Another film shown on Sunday was The Copper People. Blending live action and animation, it explores the Yellowknives Dene First Nation’s connection to Chief Drygeese Territory and the cultural and historical significance of the land.
Artless Collective’s Jay Bulckaert, who directed The Copper People, said the Yellowknives Dene First Nation asked his company to bring the First Nation’s brochure of the same name to the screen.
He said the intent of the film is to introduce anyone new to the territory to Yellowknives Dene culture and history
“If people are working here, if mine operations are working here … they could send something to people and showcase in a quick way – in a very engaging, entertaining way – what their history and connection is to the land,” he said.
Animator Lucas Green helped bring Yellowknife artist Alison McCreesh’s illustrations from the brochure to life for the short film.
“While I was working on the film, it would just increase my fandom for Alison’s work and a lot of the other artists up here,” said Green, who is based in Vancouver.
Artless Collective worked on several other films screened at this year’s film festival.

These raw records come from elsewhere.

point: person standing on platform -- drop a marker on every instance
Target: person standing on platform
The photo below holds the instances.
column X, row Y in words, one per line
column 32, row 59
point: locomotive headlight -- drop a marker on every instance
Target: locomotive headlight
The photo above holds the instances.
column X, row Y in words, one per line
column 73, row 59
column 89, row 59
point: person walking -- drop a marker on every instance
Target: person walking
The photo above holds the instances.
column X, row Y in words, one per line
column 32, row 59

The multimedia company, co-founded by Bulckaert and Pablo Saravanja, took home the Northern Filmmaker Award for the Behchokǫ̀ Wildfire Evacuation, co-produced with the Tłı̨chǫ Government.
Sunday’s northern film program featured two shorts about snowboarding in the NWT.
Welcome to the Pit, directed by Seth Gillis, tells the story of Yellowknife’s Bristol Pit, while Gill Crescent by Finn Westbury explores Olympian Liam Gill’s relationship with the NWT.
Two more films that screened on Sunday were The Medzih Story: Restoring a Caribou Landscape, a documentary by Trevor Dixon Bennett and Ryan Dickie about the Fort Nelson First Nation’s efforts to restore industrially impacted land to help stabilize the boreal caribou population, and Datrin/The Raven by Douglas Joe, where a Gwich’in Elder recounts a dream of the last remaining raven.
For people that missed some of the most popular films or want to watch them again, encore screenings – including of the northern short film program – are taking place between Tuesday and Thursday.